Primrose Path is Mannequin Mouth's first recorded theatrical production, catered to viewers specifically to watch from their own home, thanks to the cinematic style of filming. Not for the faint-hearted (18+), this production provides 90 minutes of raw emotions; sensitive content; disturbing conversation and lots, and lots of fake blood. But don’t let the heavy trigger warning put you off this production because the minimal set and trio of actors are able to fill the space with energy and authenticity, making this is a really captivating and thrilling piece of theatre to watch.
Bound by their mutually unconventional desires for a relationship, Chriss (Laura Jackson) and Damon (Michael Hogg) have sexual scenarios that play out in a number of ways. The mention of torture, unconsented sex and use of weapons are among the many activities that they perform on each other to keep their relationship exciting...Or some may say deadly.
Their consistency and delivery of this compact script are to be commended, with special mention to Jackson for her commitment to playing the intense role of Chriss. Her character is in a constant battle of controlling and being controlled, beaten and bruised, and yet beating and bruising Damon too. A line that Jackson’s character delivers beautifully is: ‘Our scars bind us together’, but we cannot help but feel she is romanticising their abusive and toxic habits. Perhaps it is because they are just as bad as each other, that we can tolerate their horrifying behaviour towards each other, or at least more so than if it were to be one-sided. And really what is being shown here is a dramatised theory that love and hate run on a fine line.
India Howland and Will Pinhey’s direction keeps the energy and pace of the script alive, specifically by executing the proximities to fit the characters' motivations in the small space, as well as making the audience members feel included in this dysfunctional relationship.

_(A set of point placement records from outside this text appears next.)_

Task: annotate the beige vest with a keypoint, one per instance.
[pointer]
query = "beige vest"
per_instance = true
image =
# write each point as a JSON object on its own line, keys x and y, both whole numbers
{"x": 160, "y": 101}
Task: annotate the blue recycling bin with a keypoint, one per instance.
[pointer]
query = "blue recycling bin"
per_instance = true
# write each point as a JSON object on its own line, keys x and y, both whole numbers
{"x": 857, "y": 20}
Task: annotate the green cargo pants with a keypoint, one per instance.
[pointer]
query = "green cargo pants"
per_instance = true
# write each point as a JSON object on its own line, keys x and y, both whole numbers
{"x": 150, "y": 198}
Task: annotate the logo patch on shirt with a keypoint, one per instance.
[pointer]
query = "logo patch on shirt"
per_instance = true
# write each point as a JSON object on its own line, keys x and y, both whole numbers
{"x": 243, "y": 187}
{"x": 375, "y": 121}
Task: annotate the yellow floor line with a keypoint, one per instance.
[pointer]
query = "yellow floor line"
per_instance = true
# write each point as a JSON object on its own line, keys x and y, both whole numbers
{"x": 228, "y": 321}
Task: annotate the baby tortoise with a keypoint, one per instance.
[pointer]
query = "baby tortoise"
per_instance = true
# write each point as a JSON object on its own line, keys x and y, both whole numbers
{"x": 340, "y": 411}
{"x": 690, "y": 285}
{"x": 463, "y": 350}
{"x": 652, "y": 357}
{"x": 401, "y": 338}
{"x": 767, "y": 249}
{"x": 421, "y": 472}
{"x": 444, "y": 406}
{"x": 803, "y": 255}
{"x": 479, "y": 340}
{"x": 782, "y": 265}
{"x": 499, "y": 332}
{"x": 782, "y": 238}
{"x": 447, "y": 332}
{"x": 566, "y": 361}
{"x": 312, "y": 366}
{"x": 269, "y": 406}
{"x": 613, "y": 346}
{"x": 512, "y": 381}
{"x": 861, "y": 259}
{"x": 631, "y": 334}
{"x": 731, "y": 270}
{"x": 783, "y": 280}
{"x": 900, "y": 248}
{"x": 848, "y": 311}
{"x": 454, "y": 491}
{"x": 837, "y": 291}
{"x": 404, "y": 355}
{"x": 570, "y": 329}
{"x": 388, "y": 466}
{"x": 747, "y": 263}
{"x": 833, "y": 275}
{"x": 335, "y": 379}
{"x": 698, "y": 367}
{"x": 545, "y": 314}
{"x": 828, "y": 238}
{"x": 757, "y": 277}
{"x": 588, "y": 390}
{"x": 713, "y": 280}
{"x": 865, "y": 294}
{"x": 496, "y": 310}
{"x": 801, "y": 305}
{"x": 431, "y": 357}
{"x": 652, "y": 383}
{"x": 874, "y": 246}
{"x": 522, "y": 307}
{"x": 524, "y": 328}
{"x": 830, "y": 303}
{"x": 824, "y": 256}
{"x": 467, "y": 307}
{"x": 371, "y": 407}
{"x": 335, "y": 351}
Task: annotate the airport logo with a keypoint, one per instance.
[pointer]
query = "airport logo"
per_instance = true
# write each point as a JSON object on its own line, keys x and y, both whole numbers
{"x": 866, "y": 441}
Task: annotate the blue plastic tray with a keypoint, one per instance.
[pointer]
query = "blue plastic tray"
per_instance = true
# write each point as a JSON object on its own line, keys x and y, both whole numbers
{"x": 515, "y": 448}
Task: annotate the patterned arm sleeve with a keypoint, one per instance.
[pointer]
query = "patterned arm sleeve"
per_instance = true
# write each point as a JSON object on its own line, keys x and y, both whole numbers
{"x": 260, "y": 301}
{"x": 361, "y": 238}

It becomes a pattern that only when their lives are at stake can they become vulnerable to how they feel for one another, for example, only seconds before potentially pulling the trigger that could kill Damon does Chriss quickly mutter ‘I love you’. Do they love each other? Well, I hope others would agree this is not love. Pinhey is also to be recognised for the scriptwriting, as it is cleverly littered with reoccurring language that perfectly frames these characters' manipulative motivations.
If you are searching for a thrill-seeking piece of theatre, with high-end acting, this is defiantly a show to watch and I hope to see many more shows by Mannequin Mouth in the future. Please read the trigger warning before it begins, and contact services if you believe to have experienced domestic abuse.